Мы направились в сторону дома к болтливому уличному кафе, где весь народ собирается перед падением ночи под вопящими деревьями птиц, возле Зоко-Гранде, и решили пройти по железнодорожным путям. Было жарко, но бриз со Средиземноморья дул холодком. Дошли до старого арабского сезонника, сидевшего на рельсе путей, он пересказывал Коран кучке оборванных детишек, которые слушали внимательно или хотя бы послушно. За ними стоял дом их матери, жестяная лачуга, где женщина в белом вешала белую, голубую и розовую стирку перед бледно-голубой жестяной хибаркой на ярком африканском солнце. Я не знал, что делает этот святой, я сказал: «Он какой-то дурачок?» «Нет, – ответил Билл, – он бродячий шерифский паломник, проповедующий благовест Аллаха детям. Он hombre que rison, человек, который молится, у них в городке несколько hombres que rison, которые носят белые одежды и ходят босиком по переулкам, и не дают никакому хулиганью в синей джинсе затевать на улице драки; он просто подходит и пристально смотрит на них, и они разбегаются. Кроме того, народ в Танжере не похож на публику с западной стороны Нью-Йорка, когда б на улице ни началась потасовка среди арабского хулиганья, все мужчины выбегают из мятных чайных и всю срань из них вышибают.
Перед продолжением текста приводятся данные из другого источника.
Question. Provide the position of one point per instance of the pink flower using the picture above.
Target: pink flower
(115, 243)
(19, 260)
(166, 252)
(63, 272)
В Америке мужчин больше нет, они просто сидят и жуют пиццу перед ночной телепередачей, дорогой мой». Человеком этим был Уильям Сьюэрд Берроуз, писатель, и теперь мы направлялись по узким переулкам Медины («Касба» лишь крепостная часть города) к маленькому бару и ресторану, куда ходили все американцы и изгои. Мне хотелось рассказать кому-нибудь о пастушонке, святом и человеке на рельсах, но никому не было интересно. Большой жирный голландец – хозяин бара сказал: «Не могу найти в этом городе хорошего поя» (так и сказал «поя», не «боя», хотя имел в виду мальчика). Берроуз от смеха пополам сложился.
Оттуда мы пошли в предвечернее кафе, где сидела вся упадочная аристократия Америки и Европы, а также несколько жаждущих просвещенных арабов или почти-арабов, или дипломатов, или что они там еще. Я сказал Биллу: «Где мне в этом городе найти женщину?»
Он ответил: «Есть несколько блядей, тут вокруг тусуются, надо знать таксиста или как-то, а еще лучше – тут в городе есть кошак один, из Фриско, Джим, он тебе покажет, на каком углу и что делать». Поэтому в тот вечер мы с Джимом-художником выходим и становимся на углу, и, само собой, вскорости подваливают две женщины в чадрах, тонкие хлопковые вуальки рты закрывают и носы до половины, видны у них только темные глаза, и в длинных развевающихся одеяниях, и видно, как туфли у них одежду рассекают; и Джим поймал такси, которое там ждало, и отправились мы на домовуху, которая была с патио (моя), с патио, выходящим на море и шерифский маячок, что все включался и включался, по кругу да по кругу, мигал мне в окно время от времени, пока, наедине с одним из таинственных этих саванов, я смотрел, как покров свой и вуаль она откинула, и увидел совершенную маленькую мексиканскую (или то есть арабскую) красотку, совершенную и смуглую, как тот старый октябрьский виноград, и, может, как дерево Эбена, и повернулась ко мне, разомкнув губы любопытственным: «Ну и чего ты стоишь там?», поэтому я зажег свечу у себя на рабочем столе. Когда уходила, она спустилась со мной туда, где некоторые мои связники из Англии и Марокко, и США все дули самодельные трубки опия и пели старую песенку Кэба Кэллоуэя «Я посмолю чернушку добела». На улице, когда садилась в такси, она была очень вежлива.
Оттуда я потом поехал в Париж, где мало чего происходило, если не считать самой красивой девушки на свете, которой не понравился мой рюкзак за спиной, да и все равно у нее была свиданка с парнем с мелкими усиками, который стоит рука в боковом кармане с ухмылкой в ночноклубной киношке Парижа.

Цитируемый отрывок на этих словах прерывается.